If you're the sort of player that wants to make sure you have everything from the first Overwatch game in your Overwatch 2 collection, you'd better be prepared to shell out.

It's not been the best of launches for Overwatch 2; whether it was the long queue times, the way people were unable to log into the game, the broken heroes, or the grindy battle pass, Blizzard has been making a lot of news since the game launched earlier this month – and not really for the right reasons.

Kiriko, a character you can unlock via battle pass. Or, y'know, just pay for.

One of the main sticking points people have had with the game comes down to its implementation of cosmetics; I've already argued there should be a free loot box track on the Battle Pass (similar to the way Apex Legends does it) because I think it'd make you feel like you're actually earning more as you play – even if the rewards are low-value legacy cosmetics.

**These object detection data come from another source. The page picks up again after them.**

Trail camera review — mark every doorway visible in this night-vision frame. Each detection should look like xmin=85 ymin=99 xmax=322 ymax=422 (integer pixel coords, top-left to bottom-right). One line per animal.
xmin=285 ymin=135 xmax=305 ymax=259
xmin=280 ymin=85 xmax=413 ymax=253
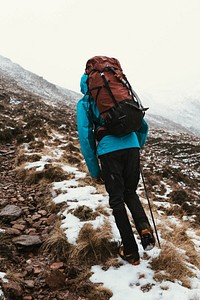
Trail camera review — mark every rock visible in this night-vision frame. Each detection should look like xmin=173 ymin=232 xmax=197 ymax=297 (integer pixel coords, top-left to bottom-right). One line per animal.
xmin=0 ymin=205 xmax=22 ymax=220
xmin=12 ymin=235 xmax=42 ymax=246
xmin=12 ymin=224 xmax=25 ymax=231
xmin=45 ymin=269 xmax=66 ymax=289
xmin=2 ymin=281 xmax=22 ymax=299
xmin=50 ymin=261 xmax=64 ymax=270
xmin=6 ymin=228 xmax=21 ymax=235
xmin=24 ymin=280 xmax=34 ymax=288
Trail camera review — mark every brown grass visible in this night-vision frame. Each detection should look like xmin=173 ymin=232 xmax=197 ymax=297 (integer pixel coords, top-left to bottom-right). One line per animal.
xmin=17 ymin=164 xmax=71 ymax=184
xmin=41 ymin=221 xmax=72 ymax=261
xmin=159 ymin=225 xmax=200 ymax=268
xmin=151 ymin=242 xmax=194 ymax=287
xmin=71 ymin=222 xmax=116 ymax=266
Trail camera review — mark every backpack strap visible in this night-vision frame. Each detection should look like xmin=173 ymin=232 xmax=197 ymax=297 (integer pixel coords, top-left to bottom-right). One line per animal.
xmin=107 ymin=66 xmax=148 ymax=111
xmin=100 ymin=67 xmax=119 ymax=107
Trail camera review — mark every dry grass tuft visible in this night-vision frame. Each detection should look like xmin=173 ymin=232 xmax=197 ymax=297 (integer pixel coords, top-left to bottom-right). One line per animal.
xmin=17 ymin=164 xmax=69 ymax=184
xmin=159 ymin=225 xmax=200 ymax=268
xmin=151 ymin=242 xmax=194 ymax=287
xmin=73 ymin=205 xmax=97 ymax=221
xmin=41 ymin=221 xmax=72 ymax=261
xmin=71 ymin=222 xmax=116 ymax=266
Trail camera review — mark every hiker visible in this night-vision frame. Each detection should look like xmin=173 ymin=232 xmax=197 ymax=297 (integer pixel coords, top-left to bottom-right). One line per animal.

As it stands, you must earn Overwatch Coins via the completion of weekly gameplay challenges, and you only get a miniscule amount at at time. The quickest way to pick up that Hanzo skin you loved from the first game, say, is to use IRL money – not something everyone wants to do, of course. Enter Reddit user loliscoolyay4me. They have done the math and created a spreadsheet that lists every cosmetic item that's been introduced from Overwatch, and totted up its associated prices in the shop in Overwatch 2. After running the numbers, the user found that the price for every legacy cosmetic available in Overwatch 2 amounts to a mind-boggling $12,080.69.

If you wanted to earn all of that via in-game currency earned from weekly challenges, good luck; you'd ned to complete every weekly challenge for nearly 450 years. I hope you're patient.

But hey, at least you don't have to buy everything; there's a battle pass that rewards you with various in-game rewards as you play, and Blizzard even gave away a free Reaper skin and some bonus experience to apologise for that patchy launch period. It's not much, but it's a start, right?

Still, in spite of the cost of the cosmetics and the playerbase's broad reaction to the battle pass, Blizzard has a lot to celebrate. The game has already attracted 25 million players – and that was just within 10 days.

If Blizzard can monetize even a small portion of that audience... well, it'll be laughing for years to come.